Теперь посмотрим, как развивалась история с «Танками». Тут имеются три слоя: как это выглядело поначалу, как воспринималось потом и что осталось.
Поначалу стихотворение гуляло по рукам, коллеги отнеслись к демаршу Евтушенко двойственно. Одним стихи, как и его телеграммы протеста Брежневу, показались слишком соглашательскими, другим — бессмысленными. На противоположном фланге тоже многое изменилось: тот самый Андропов, с которым связывали надежды на реформы и идеологические послабления, написал справку о том, что Евтушенко позирует в качестве политического оппозиционера. Поэт лишился только что набранной книги, ему запретили сниматься в главной роли в рязановском «Сирано де Бержераке» (а никого другого Рязанов не взял, и картину закрыли на стадии проб), его припугнули несколькими серьезными разговорами в разных инстанциях — он воспринял угрозы вполне серьезно и сжег в Переделкине всю нелегальную литературу, которая у него хранилась. К 1970 году всё затихло и утряслось — кроме одного и главного: прежнего Евтушенко не было, он надломился, а поскольку дар его — по преимуществу светлый и жизнерадостный, даже немного кокетливый — мало приспособлен к описанию депрессий и надломов, стихи прежней силы к нему уже не вернулись. Та же «Северная надбавка» — скорее попытка примириться с тем самым пролетариатом, который стоял в очереди в коктебельской столовке и одобрял вторжение: «Мы их кормили»… Наверное, среди советских людей преобладали хорошие, — но очень уж легко этих хороших людей развести на ресентимент в духе вечной геополитической борьбы: если бы туда не вошли мы, туда бы уже вошла Америка.

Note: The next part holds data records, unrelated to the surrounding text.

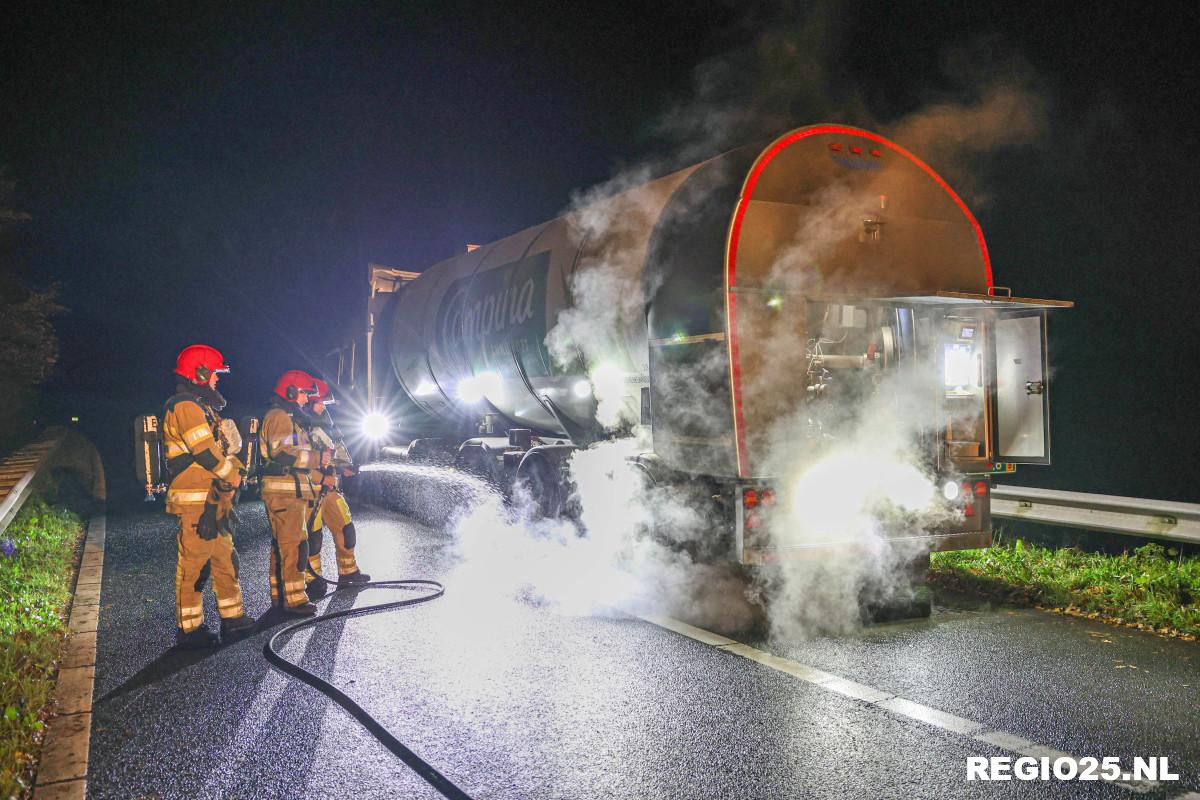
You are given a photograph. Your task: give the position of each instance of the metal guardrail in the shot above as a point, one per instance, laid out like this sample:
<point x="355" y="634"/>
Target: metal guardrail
<point x="19" y="474"/>
<point x="1176" y="522"/>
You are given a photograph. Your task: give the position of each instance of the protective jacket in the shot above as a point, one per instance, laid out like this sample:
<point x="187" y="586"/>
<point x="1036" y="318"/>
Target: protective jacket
<point x="288" y="453"/>
<point x="196" y="458"/>
<point x="331" y="509"/>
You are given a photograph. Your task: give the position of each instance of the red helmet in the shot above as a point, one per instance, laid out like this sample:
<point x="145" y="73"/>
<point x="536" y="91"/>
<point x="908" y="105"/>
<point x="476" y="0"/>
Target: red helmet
<point x="323" y="394"/>
<point x="197" y="362"/>
<point x="293" y="382"/>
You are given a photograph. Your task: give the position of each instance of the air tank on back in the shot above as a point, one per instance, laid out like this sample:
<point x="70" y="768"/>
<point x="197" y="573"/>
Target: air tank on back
<point x="725" y="253"/>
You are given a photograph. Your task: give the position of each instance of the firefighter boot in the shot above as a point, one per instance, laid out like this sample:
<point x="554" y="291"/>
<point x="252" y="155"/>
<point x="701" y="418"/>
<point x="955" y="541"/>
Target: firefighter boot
<point x="303" y="609"/>
<point x="198" y="639"/>
<point x="316" y="589"/>
<point x="235" y="629"/>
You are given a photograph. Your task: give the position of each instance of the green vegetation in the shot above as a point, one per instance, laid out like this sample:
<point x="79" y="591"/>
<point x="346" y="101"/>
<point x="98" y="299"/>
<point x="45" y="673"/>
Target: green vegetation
<point x="1152" y="588"/>
<point x="35" y="588"/>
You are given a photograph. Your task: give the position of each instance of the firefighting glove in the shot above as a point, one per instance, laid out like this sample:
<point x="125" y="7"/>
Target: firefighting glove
<point x="226" y="523"/>
<point x="208" y="528"/>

Строго говоря, это было справедливо хотя бы в минимальной степени — последствия Пражской весны действительно могли оказаться катастрофическими; Евтушенко утверждал, что Дубчек никогда бы не допустил расправ над коммунистами, — но никто бы не спросил Дубчека. Бунт в отдельно взятом социалистическом лагере мог перекинуться на Польшу, на Венгрию — кстати, все либеральные намерения Андропова, если и были, увяли в то же самое время, потому что он пережил 1956 год в Венгрии, где был послом, и жена его сошла там с ума от страха. Пражская весна до сих пор оценивается исходя из того, что ее раздавили, — и тем самым Дубчек и его единомышленники получают абсолютную моральную правоту. СССР как бы взял на себя грех — а если бы ее НЕ раздавили, трудно представить, что бы это было. Могло обойтись, а могло привести к хаосу, ведь многим в самой Чехословакии происходящее сильно не нравилось. Как бы то ни было, танки сняли проблему — точно так же, как разгон и удушение НТВ в 2000 году сняли вопрос о методах Гусинского и птенцов его гнезда (откуда выпорхнули, кстати, многие нынешние певцы патриотизма). Удивительная вещь российское государство: всех своих противников оно делает святыми, с большевиками тоже так вышло в свое время, последствия известны.